Sometimes that's an easy question to answer - if Francesco del Giocondo calls you up and wants to commission a picture of his wife, and you need the money, you paint "Mona Lisa."
But most artists have to answer the question on their own, and some do it more successfully than others. In today's world, artists try to establish their own voice, an overworked word that encompasses, to a degree, their subject matter, their medium, their style, their theme.
Voice is what enables us to walk into the museum and from across the room distinguish Jackson Pollock from Franz Kline, or into Quilt National and distinguish Pam RuBert from Inge Mardal and Steen Hougs.
I believe that the artist's career goes through three stages.
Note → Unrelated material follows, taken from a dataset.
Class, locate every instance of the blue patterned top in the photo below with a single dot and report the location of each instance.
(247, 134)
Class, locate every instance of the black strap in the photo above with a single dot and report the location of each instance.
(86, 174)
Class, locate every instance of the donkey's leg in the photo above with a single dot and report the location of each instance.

First, you learn the basics -- how to use your medium and your tools. Next, you find your voice. Finally, you make good work.
This is overly simple, of course. All artists change their voice and their focus over time. And many successful artists have multiple voices and multiple bodies of work going on at the same time. But I believe that too many voices at the same time can create cacophony rather than harmony.
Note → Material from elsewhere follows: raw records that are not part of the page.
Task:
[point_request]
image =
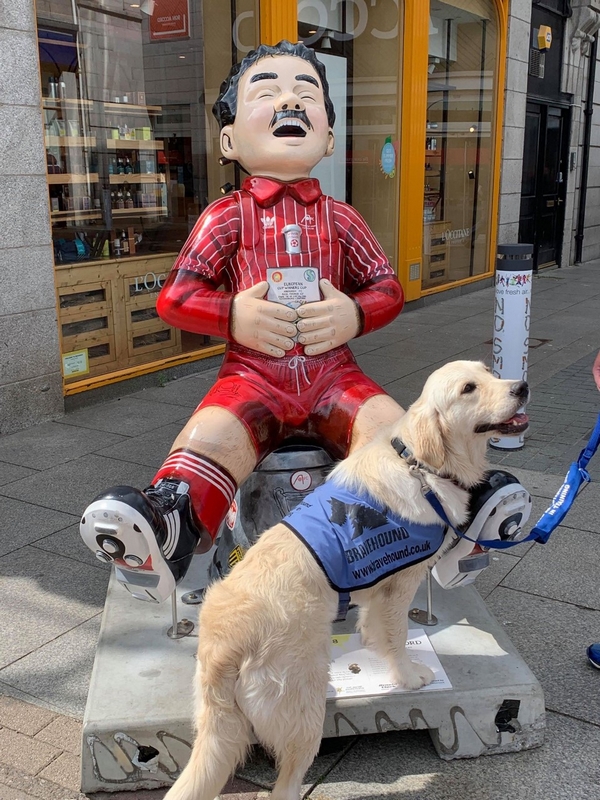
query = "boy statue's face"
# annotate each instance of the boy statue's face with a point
(281, 128)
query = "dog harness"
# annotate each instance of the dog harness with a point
(356, 541)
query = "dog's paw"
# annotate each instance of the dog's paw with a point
(414, 675)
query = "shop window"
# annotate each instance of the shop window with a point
(459, 140)
(359, 43)
(131, 154)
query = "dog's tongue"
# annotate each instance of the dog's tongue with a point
(518, 419)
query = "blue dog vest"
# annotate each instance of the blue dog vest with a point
(357, 542)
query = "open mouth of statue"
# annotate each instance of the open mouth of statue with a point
(290, 123)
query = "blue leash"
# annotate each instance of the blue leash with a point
(554, 514)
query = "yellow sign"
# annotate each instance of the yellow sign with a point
(75, 363)
(544, 37)
(236, 555)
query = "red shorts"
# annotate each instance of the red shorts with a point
(315, 398)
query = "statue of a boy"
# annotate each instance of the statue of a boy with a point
(286, 371)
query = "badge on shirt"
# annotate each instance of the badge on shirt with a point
(293, 286)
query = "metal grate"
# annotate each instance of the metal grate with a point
(414, 272)
(537, 63)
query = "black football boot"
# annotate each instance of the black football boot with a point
(149, 536)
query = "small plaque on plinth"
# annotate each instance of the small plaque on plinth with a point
(356, 671)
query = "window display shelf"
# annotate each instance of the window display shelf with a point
(158, 211)
(68, 216)
(70, 141)
(137, 177)
(59, 103)
(65, 177)
(130, 108)
(135, 144)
For those of us who don't have the genius of Leonardo, who after all was a painter, a sculptor, an architect, a musician, a scientist, a mathematician, an engineer and a writer (among other things), I think we need to limit the number of balls in the air. I have been asking myself for the last year or so whether it's counterproductive to work in two different voices.
My first voice, which I have thought of as my "serious work," consists of pieced quilts, like the one below. They use traditional quilt techniques, feature very fine pieced lines and are heavily machine quilted.
Crazed 7: Flood Stage
My second voice, which I have felt slightly guilty about (because it takes me away from my "serious work," consists of nontraditional work like the one below. It is constructed out of hundreds or thousands of small, messily stitched bits of fabric about the size of postage stamps, held together in a stitched grid.
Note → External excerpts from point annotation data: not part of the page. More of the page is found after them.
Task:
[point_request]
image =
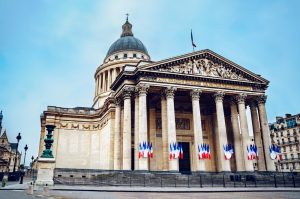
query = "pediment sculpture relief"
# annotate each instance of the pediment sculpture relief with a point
(204, 67)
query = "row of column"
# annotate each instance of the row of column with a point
(105, 79)
(241, 141)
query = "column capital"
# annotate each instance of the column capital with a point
(241, 98)
(195, 94)
(118, 101)
(142, 89)
(126, 92)
(261, 99)
(170, 92)
(219, 96)
(252, 104)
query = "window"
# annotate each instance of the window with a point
(291, 123)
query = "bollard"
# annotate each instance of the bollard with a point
(46, 190)
(30, 190)
(294, 180)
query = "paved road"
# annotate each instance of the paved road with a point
(137, 195)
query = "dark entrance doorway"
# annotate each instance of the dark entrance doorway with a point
(185, 163)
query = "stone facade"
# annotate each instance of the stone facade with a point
(8, 154)
(196, 98)
(285, 133)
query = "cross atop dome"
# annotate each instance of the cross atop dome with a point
(127, 28)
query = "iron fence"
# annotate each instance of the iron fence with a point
(180, 180)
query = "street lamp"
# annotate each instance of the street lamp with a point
(18, 139)
(25, 148)
(32, 158)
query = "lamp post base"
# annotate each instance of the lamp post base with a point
(45, 171)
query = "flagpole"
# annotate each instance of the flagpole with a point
(192, 40)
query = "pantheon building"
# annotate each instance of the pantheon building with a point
(188, 100)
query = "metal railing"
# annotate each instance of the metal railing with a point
(179, 180)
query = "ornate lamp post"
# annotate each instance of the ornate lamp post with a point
(47, 153)
(32, 158)
(18, 139)
(25, 148)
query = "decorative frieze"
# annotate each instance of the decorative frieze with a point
(142, 89)
(195, 94)
(261, 99)
(219, 96)
(204, 67)
(170, 92)
(241, 98)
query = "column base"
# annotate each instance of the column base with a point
(45, 172)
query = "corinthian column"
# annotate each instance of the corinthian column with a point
(244, 129)
(198, 135)
(103, 82)
(136, 130)
(171, 127)
(108, 79)
(261, 100)
(117, 140)
(142, 89)
(164, 132)
(236, 137)
(221, 134)
(257, 137)
(127, 128)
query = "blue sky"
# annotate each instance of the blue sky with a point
(49, 50)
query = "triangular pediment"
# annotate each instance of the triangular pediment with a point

I've had a lot of success with the second voice, winning a big prize at Quilt National and getting accepted into Fiberart International 2010. But I don't want to abandon the pieced quilts, because they represent a huge body of technical prowess that I have accumulated over many years and that I am proud of. Besides, in this day of fusing and surface design, I believe that piecing is an endangered art, and I feel almost a religious obligation to keep practicing it, since so many others are falling away to less tedious techniques.
Recently I came to a realization (rationalization?) that both these voices are saying the same thing. I can describe both bodies of work the same way: they're about a myriad of small bits, joined by fragile connectors. Under that heading I can talk about our decaying infrastructure, or our frayed social bonds, or the stresses on our environment, or the toll of war, all of which I like to comment on.